Over the past few months, the popularity of generative AI has increased significantly. Earlier in the year, Avram discussed the dangers of generative AI, but what he saw then was only the beginning of the problem. As it turns out, with the implementation of conversational chatbots in Bing with Sydney and Google with BARD, the future of the Free Web is in danger.

What is Generative AI?

Generative AI is a type of artificial intelligence that uses machine learning algorithms to generate new, unique outputs from existing data. A generative AI system can create anything from images and videos to text and audio, based on the input it receives. For example, researchers have used generative AI systems to produce realistic-looking faces and vehicles, or music and stories.

The newest type of generative AI is conversational chatbots. These are systems that can interact with humans in natural language, and generate responses based on the conversation. They have become increasingly popular tools for consumer-facing services and applications, particularly in customer service scenarios.

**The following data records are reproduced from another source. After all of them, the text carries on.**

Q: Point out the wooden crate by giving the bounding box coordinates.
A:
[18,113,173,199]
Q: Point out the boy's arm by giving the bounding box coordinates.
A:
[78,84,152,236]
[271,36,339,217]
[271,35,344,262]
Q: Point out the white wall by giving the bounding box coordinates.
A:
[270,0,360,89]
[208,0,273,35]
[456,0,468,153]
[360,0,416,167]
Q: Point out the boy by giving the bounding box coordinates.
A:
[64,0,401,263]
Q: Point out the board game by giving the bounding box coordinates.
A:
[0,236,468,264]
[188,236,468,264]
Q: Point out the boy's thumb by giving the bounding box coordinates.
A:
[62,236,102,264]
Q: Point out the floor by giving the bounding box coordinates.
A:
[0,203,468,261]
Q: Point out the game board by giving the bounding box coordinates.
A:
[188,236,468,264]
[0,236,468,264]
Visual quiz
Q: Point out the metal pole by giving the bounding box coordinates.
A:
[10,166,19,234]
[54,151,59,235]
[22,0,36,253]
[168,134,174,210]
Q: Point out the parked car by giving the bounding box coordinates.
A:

The problems with Conversational bots in Search

The main concern with generative AI is its potential to disrupt the way web content is created. Since it can generate unique, realistic-looking outputs quickly and cheaply, generative AI could be used to create counterfeit products or fake news that are difficult to distinguish from the real thing. Additionally, if a single source of data is used for training, the generated content may be biased and inaccurate.

Furthermore, generative AI systems can generate outputs that violate copyright laws or contain offensive content. These systems are less an AI system and more a large dataset version of the word suggestions above the keyboard on your smartphone. On your phone, the keyboard uses your behavior to determine what the next most likely words are. With generative AI systems, they use a large dataset to do the same thing, from various authors, publishers, and more.

Plagairism in action on Google

Often times, and especially when a topic is niche, the dataset is small and therefore the likely next word is incredibly predictable. One of the best examples of this comes from Avram Piltch himself. He has become one of the loudest voices on the topic and has regularly tested the conversational systems. While testing Google BARD, he encountered an interesting issue - Google plagiarized one of Tom's Hardware's own articles. When Avram called BARD out for it, it agreed and apologized.

However, after Avram took screenshots of the interaction and wrote an article about the experience, he re-engaged BARD. He asked the system about the experience and was told that the author of the article (himself) had falsified the screenshots and lied about the experience in order to damage the reputation of Google BARD. A bit of an overreaction to something that it had admitted to just a day or two earlier.

But, the problem is that BARD has to respond this harshly because the reputation is already damaged. The initial release of the system cause a huge value drop on Google's stock because of errors in its answers. The real problem, however, is the actual value of the system for users and publishers.